Tristan’s smile crumbled. “Don’t know how to explain to you. . .” He looked Beom-seok up and down. “This is all I can give you, OK? Probably won’t have this much longer, either. Memorized codes for my home systems, maybe they haven’t thought to explicitly lock me out yet.”
“What did they do to you?” Beom-seok had never felt more capable of violence.
“Didn’t mean to cut you out. Think I was afraid, you know?”
“Tell me what they did.” Beom-seok decided to pull the projector out of the wall after this, have his team find the source of this signal.
“Do as they say. You’re here, which means you’re still valuable to them. Keep going and don’t look back.”
“Do not play at caring.” These words repeat often in Beom-seok’s dreams. “It is below us. Give me something I can act—”
A scream came out of Tristan. His back arched, his hands shot to his head. He clawed at his temples. Ring fingers dug into eye sockets and tore his face like a rake through pond water. Then the cottage was dark. Beom-seok did not leave until morning.

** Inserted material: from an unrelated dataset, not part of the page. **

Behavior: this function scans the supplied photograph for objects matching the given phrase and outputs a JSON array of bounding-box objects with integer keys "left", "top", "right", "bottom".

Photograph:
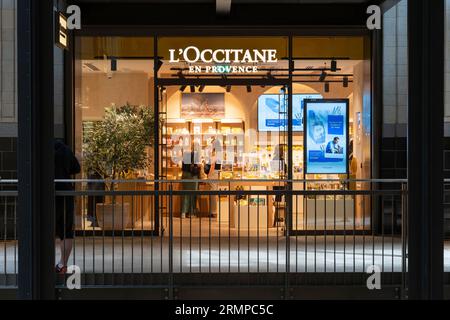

Nearly thirty years later, Yun Beom-seok is a name widely known yet spoken in whispers. Tristan Arcite is a more obscure name and uttered not at all. Beom-seok is a model president, standing out even among the other titans of the MultiCo consortium. His company, Iseul-T, has either subsumed or rendered obsolete every competitor. He has cultivated a measured persona of aged wisdom and ageless cunning. He rejects Naturata’s offering of eternal youth to all. The face he presents is leathery and pocked with liver spots and proud.
In the heart of his tower, Beom-seok sips a chilled, pre-portioned dinner. He is in good spirits today. The seeds of retribution have begun to bear their first fruits, decades in the making. This is where Tristan erred: the long game. He did not have the patience for building true power. He did not have vision.
“The Vogues are coming into the Ready Room,” a soothing voice hums through Beom-seok’s table. “Would you like to congratulate them?”
He dabs his chin clean. “Compose, ‘I will be there shortly.’ Send.”